Jaksa mendakwa Presdir PT APL Ariesman Widjaja menyuap Anggota DPRD DKI M Sanusi sebesar Rp 2 miliar. Uang itu diberikan agar Sanusi mengakomodir pasal-pasal yang tercantum dalam Raperda RTRKS Pantai Utara Jakarta sesuai dengan keinginan Ariesman. Termasuk pasal soal tambahan kontribusi.

Terkait pasal tambahan kontribusi, awalnya Ariesman menginginkan agar tambahan kontribusi sebesar 15% dari nilai NJOP total lahan yang dapat dijual itu dihilangkan.

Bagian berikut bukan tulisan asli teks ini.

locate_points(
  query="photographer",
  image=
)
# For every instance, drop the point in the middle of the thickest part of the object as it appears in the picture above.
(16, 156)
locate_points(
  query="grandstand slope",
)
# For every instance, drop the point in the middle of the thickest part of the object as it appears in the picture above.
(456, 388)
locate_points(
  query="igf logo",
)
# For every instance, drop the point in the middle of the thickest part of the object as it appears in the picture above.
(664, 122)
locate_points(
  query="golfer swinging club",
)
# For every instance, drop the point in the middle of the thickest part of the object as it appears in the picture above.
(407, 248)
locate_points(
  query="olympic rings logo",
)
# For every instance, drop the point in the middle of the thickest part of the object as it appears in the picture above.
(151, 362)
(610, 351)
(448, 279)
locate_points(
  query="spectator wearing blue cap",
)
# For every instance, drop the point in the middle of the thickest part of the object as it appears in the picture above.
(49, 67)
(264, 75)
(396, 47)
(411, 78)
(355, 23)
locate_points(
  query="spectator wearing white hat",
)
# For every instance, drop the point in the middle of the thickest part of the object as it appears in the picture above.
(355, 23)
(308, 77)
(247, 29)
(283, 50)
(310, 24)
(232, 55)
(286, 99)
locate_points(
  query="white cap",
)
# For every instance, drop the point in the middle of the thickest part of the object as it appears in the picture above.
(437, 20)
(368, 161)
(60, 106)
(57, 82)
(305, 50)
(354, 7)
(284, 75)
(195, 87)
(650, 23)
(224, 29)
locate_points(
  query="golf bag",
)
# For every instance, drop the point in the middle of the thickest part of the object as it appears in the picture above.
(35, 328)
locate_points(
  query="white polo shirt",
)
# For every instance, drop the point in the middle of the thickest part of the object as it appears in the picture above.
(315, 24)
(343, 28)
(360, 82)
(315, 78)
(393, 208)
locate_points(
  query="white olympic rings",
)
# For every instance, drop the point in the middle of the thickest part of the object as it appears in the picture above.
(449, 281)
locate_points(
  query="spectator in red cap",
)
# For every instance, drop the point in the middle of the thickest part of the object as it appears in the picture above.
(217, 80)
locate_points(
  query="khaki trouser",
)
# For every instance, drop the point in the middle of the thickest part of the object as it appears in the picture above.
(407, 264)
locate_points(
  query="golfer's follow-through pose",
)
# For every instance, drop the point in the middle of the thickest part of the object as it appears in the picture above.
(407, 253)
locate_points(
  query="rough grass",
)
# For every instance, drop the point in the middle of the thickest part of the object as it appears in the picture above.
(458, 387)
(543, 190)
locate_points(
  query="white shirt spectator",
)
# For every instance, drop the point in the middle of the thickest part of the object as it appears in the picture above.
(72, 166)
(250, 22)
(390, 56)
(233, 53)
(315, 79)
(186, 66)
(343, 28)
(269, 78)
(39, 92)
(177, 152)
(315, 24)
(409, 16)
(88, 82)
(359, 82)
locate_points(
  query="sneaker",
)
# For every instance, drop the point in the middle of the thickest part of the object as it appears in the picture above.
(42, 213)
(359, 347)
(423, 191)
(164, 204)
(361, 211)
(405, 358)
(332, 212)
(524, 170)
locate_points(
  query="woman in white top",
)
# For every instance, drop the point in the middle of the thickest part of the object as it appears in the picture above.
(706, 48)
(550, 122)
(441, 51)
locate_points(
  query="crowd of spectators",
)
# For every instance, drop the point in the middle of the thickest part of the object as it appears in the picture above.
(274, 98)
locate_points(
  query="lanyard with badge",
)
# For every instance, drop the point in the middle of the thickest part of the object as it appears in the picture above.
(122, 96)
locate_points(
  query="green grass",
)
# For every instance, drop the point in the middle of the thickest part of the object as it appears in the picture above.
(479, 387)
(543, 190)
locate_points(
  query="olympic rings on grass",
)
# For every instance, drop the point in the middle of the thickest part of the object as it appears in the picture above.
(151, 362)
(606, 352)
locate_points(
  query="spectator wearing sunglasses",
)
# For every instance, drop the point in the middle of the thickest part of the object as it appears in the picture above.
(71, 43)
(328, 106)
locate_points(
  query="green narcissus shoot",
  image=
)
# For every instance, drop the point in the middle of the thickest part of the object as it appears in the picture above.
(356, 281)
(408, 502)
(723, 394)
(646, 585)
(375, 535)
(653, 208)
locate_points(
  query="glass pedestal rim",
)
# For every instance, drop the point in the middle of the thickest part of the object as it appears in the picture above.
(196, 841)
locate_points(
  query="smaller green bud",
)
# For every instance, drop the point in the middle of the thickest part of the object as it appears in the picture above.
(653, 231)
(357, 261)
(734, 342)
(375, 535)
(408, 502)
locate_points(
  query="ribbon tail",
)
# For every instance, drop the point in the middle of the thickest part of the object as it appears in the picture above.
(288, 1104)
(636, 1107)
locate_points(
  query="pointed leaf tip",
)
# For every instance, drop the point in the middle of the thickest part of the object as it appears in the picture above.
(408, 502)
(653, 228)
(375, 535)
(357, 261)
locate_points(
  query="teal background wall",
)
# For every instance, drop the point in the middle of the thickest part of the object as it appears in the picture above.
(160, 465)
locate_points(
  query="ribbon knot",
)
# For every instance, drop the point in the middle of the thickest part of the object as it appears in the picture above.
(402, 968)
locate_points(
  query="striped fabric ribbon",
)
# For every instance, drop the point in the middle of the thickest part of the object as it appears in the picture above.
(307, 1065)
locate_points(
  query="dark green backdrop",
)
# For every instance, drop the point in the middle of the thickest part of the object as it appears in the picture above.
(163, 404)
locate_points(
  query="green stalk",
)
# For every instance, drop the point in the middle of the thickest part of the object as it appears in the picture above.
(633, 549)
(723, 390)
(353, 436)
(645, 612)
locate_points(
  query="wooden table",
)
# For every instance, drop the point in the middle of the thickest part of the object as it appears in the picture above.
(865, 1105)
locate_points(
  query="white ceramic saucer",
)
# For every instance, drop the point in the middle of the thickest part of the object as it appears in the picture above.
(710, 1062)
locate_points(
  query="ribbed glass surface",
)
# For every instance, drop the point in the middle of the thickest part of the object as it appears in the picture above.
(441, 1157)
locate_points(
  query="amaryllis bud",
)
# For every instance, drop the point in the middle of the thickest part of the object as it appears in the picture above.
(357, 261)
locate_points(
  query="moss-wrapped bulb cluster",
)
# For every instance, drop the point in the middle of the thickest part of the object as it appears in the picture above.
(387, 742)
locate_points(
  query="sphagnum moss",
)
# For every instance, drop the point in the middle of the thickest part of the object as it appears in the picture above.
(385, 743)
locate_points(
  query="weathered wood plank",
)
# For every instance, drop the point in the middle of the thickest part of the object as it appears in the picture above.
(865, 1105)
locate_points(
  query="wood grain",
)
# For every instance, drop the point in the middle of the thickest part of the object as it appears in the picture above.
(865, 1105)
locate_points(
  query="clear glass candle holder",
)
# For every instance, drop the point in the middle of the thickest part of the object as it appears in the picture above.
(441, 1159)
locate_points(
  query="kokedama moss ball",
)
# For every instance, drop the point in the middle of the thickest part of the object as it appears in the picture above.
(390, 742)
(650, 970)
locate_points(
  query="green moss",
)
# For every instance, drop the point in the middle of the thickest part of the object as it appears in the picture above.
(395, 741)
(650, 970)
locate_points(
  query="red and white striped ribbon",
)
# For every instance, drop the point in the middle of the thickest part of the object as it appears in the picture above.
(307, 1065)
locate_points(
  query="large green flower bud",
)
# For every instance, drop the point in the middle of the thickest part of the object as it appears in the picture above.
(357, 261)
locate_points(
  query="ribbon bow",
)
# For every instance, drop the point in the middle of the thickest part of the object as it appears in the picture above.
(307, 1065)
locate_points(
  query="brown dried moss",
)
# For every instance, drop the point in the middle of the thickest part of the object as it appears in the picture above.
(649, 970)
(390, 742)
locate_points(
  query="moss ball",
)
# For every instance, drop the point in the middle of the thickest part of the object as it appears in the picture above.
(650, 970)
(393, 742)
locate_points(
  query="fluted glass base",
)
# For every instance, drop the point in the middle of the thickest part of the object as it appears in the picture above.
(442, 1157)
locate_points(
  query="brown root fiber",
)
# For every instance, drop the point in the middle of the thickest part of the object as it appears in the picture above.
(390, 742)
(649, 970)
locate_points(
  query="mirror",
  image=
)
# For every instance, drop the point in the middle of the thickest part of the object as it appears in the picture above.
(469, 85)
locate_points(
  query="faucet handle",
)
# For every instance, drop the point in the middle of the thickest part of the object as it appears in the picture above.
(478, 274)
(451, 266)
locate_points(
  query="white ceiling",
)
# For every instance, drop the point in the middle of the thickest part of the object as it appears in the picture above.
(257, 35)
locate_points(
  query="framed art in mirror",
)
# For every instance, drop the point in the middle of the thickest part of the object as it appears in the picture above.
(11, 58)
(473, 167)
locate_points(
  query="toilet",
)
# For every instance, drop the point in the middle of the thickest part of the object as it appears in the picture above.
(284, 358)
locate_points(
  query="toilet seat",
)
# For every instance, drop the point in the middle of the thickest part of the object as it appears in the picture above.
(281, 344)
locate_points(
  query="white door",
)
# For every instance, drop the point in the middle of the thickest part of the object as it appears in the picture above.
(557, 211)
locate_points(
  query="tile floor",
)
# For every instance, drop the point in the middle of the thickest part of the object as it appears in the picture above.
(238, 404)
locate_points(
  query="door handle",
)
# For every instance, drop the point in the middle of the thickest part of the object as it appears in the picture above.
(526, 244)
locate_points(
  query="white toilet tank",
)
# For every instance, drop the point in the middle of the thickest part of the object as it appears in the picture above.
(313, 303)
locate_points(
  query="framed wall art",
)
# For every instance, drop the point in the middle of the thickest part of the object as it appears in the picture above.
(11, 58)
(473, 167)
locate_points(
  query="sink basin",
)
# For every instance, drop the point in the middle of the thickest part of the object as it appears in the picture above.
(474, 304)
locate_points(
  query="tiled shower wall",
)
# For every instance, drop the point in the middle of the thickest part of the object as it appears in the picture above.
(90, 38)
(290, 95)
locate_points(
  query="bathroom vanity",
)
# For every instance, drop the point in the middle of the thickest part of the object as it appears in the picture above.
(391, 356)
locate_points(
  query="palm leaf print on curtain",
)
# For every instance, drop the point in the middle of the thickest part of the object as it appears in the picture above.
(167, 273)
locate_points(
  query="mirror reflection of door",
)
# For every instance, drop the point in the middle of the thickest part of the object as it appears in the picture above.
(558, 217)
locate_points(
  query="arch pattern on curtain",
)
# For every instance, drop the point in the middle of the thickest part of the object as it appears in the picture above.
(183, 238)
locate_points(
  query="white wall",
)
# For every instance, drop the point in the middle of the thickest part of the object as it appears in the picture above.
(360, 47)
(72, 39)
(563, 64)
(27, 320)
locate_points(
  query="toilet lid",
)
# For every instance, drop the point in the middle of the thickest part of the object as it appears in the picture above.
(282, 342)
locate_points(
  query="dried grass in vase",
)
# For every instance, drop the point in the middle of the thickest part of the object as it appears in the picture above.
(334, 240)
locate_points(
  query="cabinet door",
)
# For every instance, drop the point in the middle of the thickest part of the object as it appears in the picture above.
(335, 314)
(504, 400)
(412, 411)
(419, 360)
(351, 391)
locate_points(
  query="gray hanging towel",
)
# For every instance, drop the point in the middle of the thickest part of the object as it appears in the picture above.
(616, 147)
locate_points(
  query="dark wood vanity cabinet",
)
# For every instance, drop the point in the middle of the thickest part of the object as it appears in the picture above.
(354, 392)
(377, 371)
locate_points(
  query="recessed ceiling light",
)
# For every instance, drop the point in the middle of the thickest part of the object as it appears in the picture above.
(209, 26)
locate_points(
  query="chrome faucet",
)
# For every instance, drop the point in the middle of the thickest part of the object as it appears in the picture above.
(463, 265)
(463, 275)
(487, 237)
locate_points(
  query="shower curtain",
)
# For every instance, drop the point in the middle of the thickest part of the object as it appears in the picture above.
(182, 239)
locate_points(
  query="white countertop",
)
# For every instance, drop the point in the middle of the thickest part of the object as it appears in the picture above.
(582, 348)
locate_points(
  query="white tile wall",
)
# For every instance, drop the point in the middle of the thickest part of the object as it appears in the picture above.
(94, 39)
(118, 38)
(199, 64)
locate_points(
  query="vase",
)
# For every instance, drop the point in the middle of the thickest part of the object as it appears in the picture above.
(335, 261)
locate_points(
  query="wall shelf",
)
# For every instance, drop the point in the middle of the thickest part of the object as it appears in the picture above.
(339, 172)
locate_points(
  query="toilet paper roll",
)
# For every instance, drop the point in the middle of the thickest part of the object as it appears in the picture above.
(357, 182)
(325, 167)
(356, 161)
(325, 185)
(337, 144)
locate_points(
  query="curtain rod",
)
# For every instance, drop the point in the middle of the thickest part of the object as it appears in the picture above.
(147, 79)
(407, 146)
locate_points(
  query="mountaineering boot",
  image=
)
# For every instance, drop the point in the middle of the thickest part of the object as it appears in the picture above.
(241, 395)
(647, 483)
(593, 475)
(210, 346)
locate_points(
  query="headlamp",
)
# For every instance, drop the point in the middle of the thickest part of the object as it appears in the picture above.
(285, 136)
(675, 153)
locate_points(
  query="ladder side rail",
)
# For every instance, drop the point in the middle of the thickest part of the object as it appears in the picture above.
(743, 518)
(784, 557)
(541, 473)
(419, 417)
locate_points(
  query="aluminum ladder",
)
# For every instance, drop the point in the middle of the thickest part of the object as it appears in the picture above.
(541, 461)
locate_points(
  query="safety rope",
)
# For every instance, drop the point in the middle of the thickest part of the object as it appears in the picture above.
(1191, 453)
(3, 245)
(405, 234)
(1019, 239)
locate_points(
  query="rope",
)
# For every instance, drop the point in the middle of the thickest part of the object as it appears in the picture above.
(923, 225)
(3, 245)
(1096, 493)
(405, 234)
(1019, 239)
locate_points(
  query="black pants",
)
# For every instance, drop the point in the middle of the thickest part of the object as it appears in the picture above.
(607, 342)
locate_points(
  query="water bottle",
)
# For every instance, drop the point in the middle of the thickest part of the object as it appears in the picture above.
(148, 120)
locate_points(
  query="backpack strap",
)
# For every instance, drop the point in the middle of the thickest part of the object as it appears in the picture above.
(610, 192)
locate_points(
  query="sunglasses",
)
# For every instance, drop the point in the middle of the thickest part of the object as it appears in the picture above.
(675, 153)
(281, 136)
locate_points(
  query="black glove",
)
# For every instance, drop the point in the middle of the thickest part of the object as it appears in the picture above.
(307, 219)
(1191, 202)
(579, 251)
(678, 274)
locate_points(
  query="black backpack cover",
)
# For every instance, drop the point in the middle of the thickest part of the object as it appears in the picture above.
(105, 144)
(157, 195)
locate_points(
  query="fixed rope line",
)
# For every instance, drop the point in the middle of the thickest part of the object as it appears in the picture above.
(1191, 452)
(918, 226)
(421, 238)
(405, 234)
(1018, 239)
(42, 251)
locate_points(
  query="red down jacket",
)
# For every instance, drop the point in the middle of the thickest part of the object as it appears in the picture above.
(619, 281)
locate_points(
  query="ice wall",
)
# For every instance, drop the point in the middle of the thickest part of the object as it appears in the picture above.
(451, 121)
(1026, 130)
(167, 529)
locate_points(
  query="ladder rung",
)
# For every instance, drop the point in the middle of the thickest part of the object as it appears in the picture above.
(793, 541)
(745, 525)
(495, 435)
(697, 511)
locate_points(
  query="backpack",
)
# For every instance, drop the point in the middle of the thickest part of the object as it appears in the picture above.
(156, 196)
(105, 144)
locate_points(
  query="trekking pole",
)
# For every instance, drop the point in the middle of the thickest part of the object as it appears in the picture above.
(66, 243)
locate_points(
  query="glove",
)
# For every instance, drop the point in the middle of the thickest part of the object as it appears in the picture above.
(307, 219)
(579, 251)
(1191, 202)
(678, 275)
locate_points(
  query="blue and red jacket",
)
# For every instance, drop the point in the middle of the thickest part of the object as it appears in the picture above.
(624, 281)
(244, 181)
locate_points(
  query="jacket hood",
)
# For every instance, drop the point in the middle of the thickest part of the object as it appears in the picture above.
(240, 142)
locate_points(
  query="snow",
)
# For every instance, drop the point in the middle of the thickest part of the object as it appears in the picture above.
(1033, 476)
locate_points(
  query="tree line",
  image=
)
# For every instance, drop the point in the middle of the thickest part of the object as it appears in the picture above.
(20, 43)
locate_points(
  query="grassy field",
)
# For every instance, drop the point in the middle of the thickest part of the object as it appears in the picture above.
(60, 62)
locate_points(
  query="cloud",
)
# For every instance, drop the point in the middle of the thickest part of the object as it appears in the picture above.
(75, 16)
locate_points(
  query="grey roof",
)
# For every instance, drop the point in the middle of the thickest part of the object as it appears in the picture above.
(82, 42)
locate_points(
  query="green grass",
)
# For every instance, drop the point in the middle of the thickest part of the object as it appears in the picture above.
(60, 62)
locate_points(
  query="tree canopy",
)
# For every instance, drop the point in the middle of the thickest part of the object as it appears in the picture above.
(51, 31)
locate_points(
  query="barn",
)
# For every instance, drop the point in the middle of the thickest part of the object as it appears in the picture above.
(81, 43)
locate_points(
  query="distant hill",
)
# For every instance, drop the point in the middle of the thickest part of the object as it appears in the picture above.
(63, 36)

Namun Sanusi tak bisa menyanggupi keinginan itu.

Ariesman kemudian menjanjikan uang Rp 2,5 miliar kepada Sanusi dengan tujuan agar tambahan kontribusi itu dimasukkan dalam pasal penjelasan dengan menggunakan konversi. Sanusi pun setuju dan menerima uang Rp 2 miliar dari Rp 2,5 miliar yang dijanjikan Ariesman.

Atas perbuatannya, Ariesman didakwa melanggar Pasal 5 ayat (1) huruf a atau Pasal 13 Undang-Undang Nomor 31 Tahun 1999 sebagaimana telah diubah dalam Undang-Undang Nomor 20 Tahun 2001 tentang Pemberantasan Tindak Pidana Korupsi (UU Tipikor) jo Pasal 55 ayat (1) ke-1 jo Pasal 64 ayat (1) KUHP.